6) Hangi mezhep ve tarikattan olursa olsun; o tarikat ve mezhep hakkında, modern meseleler ve İslam Hukuku, Hz. Peygamberin hayatı, O’nu anlama hakkında konferanslar ve sempozyumlar yapılmaktadır. Bu maddeleri yazının uzamaması için kısa kesiyorum. Hz. Peygamber, Hz. Ali’nin, Hac-ı Bektaş Veli’nin, Cafer-i Sadık’ın, Gazali’nin, İbn Sina’nın, Zemahşeri’nin Bediüzzaman’ın, Şiilerin, Alevilerin, Sünnilerin de peygamberidir. Demek ki Türk İslamcılığı bir safsatadır. İnsan sayısınca anlama vardır. Bu konuyu Kur’an teyit etmektedir. Rum süresi 32. Ayet ( her grup kendi elindekiyle övünüp sevinç duyar) ve İsra 17. Ayet ( herkes kendi yapısına, fıtratına göre iş yapar)yeterince izah verilmiştir.
Üçüncü madde birçok açıdan safsatadır. Eğer böyle olsaydı ne Afrika’da, ne Uzak doğuda, ne Avrupa’da, ne Orta doğuda, Ne Rusya ve Orta Asya da Diyanet faaliyet yapamazdı. Bu Kur’an’a, Sünnete, Sahabe yaşayışına, Tabiin içtihadına, Levh-i Mahfuza aykırıdır. İslam tarihinde milliyetçilik yapan tek devlet Emevi hanedanlığıdır. Ters aksetmiştir. Bunu Ömer Bin Abdülaziz düzeltmiştir. Diyanetin Türk İslamcılığı yaptığı bir tarihi karmaşadır. Tek parti dönemi okunduğu takdirde böyle bir şeyin olmadığı görülecektir. Siyaseten yapılan milliyetçilik yapılmış, zulümler işlenmiş olabilir. Ancak başta Ahmed Hamdi Akseki, Elmalılı Hamdi, Kamil Miras, Ahmet Naim gibi âlimlerin faaliyetleri, eserleri Türklük İslam’ı yapılmadığını ispatlamaktadır. Diyaneti değil tek parti döneminin ırkçılığını diyanete atfetmek yanlıştır. Türk İslamcılığı gibi bir şey Ehl-i Sünnete, İslam’a, Kur’an’a, Sünnete, İslam âlimlerine hakarettir, bidattir.

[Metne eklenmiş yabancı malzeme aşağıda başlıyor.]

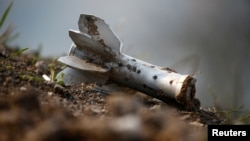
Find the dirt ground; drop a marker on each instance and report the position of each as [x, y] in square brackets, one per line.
[32, 109]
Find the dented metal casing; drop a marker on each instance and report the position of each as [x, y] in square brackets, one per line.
[96, 56]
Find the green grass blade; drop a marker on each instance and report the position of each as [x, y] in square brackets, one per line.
[5, 14]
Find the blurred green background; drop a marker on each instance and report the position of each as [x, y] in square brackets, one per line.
[208, 38]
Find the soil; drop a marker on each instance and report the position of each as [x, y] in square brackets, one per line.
[33, 109]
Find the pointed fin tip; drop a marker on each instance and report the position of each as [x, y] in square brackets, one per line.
[99, 31]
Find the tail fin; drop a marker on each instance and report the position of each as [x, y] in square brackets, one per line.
[99, 32]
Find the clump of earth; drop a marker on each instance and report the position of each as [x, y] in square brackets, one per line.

Bu iddiayı dile getirenlerin İslamcılığı ve İslami bilgileri ortadadır. Alevi kesimin oyuna talip olmak adına bu vaadi ortaya atanlar, geriye kalan organizasyonları nasıl idare edeceklerini, yerine nasıl bir kurum getirecekleri, cem evlerinin ne olacağı vs söylenmelidir. Bu ülkede her Cuma 26 milyon insan Cuma namazına gitmektedir. Şayet diyanet kaldırılmak isteniyorsa 26 milyona sorulmalıdır. Demokrasi adına kaldırmak isteyenler yine demokratik bir çözümle istatistik yapıp 26 milyona görüşlerini sormalıdırlar. Sonuçta yüzde 51 kalksın diyorsa kaldırılabilir. 26 milyonun talebi Diyanet hayırlı bir kurumdur yönündeyse demokratik olmalısınız. Aksi halde oy açlığınızı gidermek için suni tekliflerde bulunmayınız. Bu ülkede Kürtçe Kur’an meali, bir Kürt ve Şafi olan Said Nursi’nin eserleri, Caferi mezhebi ilmihalleri yayınlanıyor artık. Diyanet ve Diyanet personelinin din kardeşliği ile birlik ve beraberliği tesise yönelik çalışması elbette bazı çevrelerin ilgisini çekecektir.